E adesso non c’era piu nessun modo per dirgliela. Mitzi era salita tanto velocemente quanto velocemente io ero sceso. Non la vedevo per settimane intere, se non di sfuggita. Non avevo dimenticato che mi aveva promesso di procurarmi un posto d’apprendista negli Intangibili. Ma pensavo che lei se ne fosse dimenticata… fino a quando non portai il pranzo a Val Dambois e la trovai nel suo ufficio. Non solo li. Abbracciati. E quando aprii la porta si staccarono di scatto. — Accidenti, Tarb — grido Dambois, — non sei capace di bussare?

— Scusate — dissi con un’alzata di spalle. Misi il suo soiaburger sulla scrivania e mi voltai per uscire. Non avevo alcun desiderio di interrompere le loro effusioni… o se ce l’avevo, di sicuro non volevo farlo vedere. Mitzi allungo una mano per fermarmi. Mi guardo con quel particolare sguardo da uccello negli occhi luminosi e mi fece un cenno con la testa.

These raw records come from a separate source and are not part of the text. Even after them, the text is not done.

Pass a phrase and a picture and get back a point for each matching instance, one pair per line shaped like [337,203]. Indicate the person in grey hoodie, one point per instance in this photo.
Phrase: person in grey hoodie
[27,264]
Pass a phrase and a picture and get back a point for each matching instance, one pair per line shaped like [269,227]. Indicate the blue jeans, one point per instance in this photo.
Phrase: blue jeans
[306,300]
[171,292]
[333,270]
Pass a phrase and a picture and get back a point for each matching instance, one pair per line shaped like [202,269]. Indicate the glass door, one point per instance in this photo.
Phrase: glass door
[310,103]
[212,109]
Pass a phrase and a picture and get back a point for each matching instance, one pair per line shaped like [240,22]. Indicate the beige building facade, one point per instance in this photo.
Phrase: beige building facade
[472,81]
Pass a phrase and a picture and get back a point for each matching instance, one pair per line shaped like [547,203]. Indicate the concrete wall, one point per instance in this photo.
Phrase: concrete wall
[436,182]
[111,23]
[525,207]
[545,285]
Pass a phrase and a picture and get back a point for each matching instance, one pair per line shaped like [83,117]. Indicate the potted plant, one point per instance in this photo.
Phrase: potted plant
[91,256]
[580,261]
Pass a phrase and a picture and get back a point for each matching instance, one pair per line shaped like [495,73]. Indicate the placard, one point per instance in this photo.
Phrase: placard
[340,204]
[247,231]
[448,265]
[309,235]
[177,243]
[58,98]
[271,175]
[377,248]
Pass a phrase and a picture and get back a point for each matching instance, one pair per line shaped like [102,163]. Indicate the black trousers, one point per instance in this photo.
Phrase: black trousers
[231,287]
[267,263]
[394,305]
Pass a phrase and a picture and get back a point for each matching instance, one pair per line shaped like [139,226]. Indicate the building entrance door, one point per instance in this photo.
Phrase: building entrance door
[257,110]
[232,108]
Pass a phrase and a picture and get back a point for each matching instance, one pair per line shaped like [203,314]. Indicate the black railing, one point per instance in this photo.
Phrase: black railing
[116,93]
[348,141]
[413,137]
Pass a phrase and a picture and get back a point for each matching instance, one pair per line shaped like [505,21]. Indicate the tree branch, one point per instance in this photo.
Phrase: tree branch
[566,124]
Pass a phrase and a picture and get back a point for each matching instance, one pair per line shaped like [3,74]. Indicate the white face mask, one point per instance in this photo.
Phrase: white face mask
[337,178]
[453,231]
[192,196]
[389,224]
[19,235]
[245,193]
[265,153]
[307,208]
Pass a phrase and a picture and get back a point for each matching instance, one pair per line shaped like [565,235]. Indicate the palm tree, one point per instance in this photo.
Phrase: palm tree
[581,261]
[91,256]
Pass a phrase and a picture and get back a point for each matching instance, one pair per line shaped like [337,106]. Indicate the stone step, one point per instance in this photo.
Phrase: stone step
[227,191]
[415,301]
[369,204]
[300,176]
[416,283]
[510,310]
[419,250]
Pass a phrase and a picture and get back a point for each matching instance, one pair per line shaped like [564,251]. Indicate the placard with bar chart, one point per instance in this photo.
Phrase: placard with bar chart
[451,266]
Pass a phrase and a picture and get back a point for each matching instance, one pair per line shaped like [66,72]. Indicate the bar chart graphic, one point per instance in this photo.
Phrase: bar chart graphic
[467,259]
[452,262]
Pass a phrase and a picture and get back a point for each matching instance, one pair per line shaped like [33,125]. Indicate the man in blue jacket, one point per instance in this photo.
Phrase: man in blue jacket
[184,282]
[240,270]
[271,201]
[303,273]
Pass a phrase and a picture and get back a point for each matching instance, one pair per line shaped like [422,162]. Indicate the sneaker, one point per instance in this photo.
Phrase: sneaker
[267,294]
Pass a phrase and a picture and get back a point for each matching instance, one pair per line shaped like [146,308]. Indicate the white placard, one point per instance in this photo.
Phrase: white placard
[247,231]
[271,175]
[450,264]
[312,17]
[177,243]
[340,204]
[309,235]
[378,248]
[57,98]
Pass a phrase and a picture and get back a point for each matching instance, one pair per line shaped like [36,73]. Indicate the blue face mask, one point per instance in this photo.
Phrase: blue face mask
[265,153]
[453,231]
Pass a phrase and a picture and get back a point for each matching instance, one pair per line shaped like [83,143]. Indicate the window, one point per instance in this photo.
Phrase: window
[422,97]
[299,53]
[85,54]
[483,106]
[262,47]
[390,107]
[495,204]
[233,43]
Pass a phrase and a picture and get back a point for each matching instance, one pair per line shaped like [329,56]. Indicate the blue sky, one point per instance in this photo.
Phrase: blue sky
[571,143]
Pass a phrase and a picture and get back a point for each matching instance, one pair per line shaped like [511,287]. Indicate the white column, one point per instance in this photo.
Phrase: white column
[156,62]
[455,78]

— Val — disse, — possiamo finire piu tardi. Tenny? Credo che possano fare qualcosa per te negli Intangibili. Vieni, scendiamo insieme e vediamo cosa riusciamo a combinare.

Era l’ora di pranzo, cosi dovemmo aspettare l’ascensore. Mi sentivo nervoso. Mi chiedevo, alquanto a disagio, perche non mi avesse chiamato se si era aperta una possibilita di lavoro, e se le sarebbe mai venuto in mente se io non fossi apparso proprio allora. Non erano pensieri molto gratificanti. Cercai di fare conversazione. — Che cosa stavate cospirando voi due? — chiesi scherzando. Il modo in cui lei mi guardo mi fece pensare che il mio tono era stato un po’ troppo aspro. Cercai di rimediare: — Credo di essere un po’ teso — mi scusai, pensando che lei l’avrebbe ritenuto naturale da parte di un mokomane. Ma non era affatto per quello.